Por nuestra parte, nos sumamos a la proposición de Oswaldo Capriles por cuanto nos atrae la globalidad
teórica de su definición. Su concepción de los campos culturales tiene similitud con la noción de sistema o, si se
quiere, con la idea de un “campo magnético”, un espacio donde existen diversos elementos que interactúan e
influyen entre sí. Implica, además, una explicación dinámica de la cultura (cultura/comunicación), como proceso
que tiene emisores, receptores, filtros, resultados, y por tanto da cuenta de algo en trasformación, en movimiento,
que puede ser diverso en su contenido pero, a la par, es delimitado en sus quasi/fronteras.

CULTURA POPULAR: Peter Burke al respecto de la cultura popular, parece preferible definirla
inicialmente en sentido negativo como cultura no oficial, la cultura de los grupos que no formaban parte de la
élite, las clases subordinadas tal como las definió Gramsci.
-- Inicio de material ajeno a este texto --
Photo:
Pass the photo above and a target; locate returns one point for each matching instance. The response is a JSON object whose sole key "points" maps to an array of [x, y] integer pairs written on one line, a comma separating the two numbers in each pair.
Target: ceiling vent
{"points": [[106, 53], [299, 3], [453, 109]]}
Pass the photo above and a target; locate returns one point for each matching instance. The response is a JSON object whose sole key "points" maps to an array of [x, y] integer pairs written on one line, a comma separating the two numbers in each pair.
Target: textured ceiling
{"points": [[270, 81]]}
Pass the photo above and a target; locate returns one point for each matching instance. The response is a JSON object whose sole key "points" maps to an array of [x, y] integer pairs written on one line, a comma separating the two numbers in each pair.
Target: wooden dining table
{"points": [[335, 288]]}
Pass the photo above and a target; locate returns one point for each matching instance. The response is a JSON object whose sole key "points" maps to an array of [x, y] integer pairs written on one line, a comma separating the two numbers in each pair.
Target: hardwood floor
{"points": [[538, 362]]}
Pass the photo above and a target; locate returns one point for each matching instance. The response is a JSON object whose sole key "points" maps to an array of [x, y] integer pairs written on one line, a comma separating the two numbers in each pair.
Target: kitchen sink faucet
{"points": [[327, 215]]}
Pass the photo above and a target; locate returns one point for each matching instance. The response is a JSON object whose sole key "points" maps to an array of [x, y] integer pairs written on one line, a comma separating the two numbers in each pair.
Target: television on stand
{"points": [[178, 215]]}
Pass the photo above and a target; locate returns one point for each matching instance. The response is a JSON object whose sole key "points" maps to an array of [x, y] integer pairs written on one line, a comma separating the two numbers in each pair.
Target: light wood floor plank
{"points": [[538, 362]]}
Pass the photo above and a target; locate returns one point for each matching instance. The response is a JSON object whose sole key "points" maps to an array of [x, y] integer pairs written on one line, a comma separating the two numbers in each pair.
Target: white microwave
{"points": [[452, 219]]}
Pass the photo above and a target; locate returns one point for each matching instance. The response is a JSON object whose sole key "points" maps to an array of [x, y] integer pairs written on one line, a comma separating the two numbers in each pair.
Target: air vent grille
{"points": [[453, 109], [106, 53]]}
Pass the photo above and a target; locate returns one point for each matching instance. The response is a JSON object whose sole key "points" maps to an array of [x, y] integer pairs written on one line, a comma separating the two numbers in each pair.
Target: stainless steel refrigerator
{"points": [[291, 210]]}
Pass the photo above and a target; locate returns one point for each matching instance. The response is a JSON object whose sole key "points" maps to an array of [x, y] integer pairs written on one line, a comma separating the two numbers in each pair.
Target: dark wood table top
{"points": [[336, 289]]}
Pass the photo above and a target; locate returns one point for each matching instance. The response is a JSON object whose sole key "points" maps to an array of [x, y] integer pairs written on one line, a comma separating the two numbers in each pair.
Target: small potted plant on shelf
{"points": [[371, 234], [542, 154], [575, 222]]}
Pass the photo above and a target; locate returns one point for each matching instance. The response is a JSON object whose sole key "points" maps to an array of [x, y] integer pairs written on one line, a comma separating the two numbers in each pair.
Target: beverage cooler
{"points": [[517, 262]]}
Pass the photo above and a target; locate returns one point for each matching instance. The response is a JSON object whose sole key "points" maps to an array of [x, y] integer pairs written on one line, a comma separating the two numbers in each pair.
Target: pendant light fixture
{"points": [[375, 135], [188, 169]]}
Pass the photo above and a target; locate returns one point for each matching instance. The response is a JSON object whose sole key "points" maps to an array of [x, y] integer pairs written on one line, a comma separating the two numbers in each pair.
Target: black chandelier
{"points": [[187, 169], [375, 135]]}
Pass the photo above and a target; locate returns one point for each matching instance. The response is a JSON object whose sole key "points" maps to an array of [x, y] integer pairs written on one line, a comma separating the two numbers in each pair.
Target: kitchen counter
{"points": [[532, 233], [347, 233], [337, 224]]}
El ejemplo de este proceso sirve para evidenciar como los distintos campos culturales, desde el mismo
momento en que comienzan a aparecer, se oponen, intereseccionan y/o yuxtaponen, toman elementos unos de
otros y cómo, en el pasado y en el presente, de acuerdo con García Canclini, debería entenderse que:

“Las culturas populares son también el resultado de la absorción de las ideologías dominantes
y las contradicciones de las propias clases oprimidas… así como no existe la cultura en
general, tampoco puede caracterizarse a la cultura popular por una esencia o por un grupo de
rasgos intrínsecos, sino por oposición a la cultura dominante, como producto de la
desigualdad y el conflicto… Ningún objeto tiene garantizado eternamente su carácter popular
porque haya sido producido y el valor populares se van conquistando en las relaciones
sociales. Es el uso y no el origen, la posición y la capacidad de suscitar actos o
representaciones populares, lo que confiere esa identidad. (García Canclini).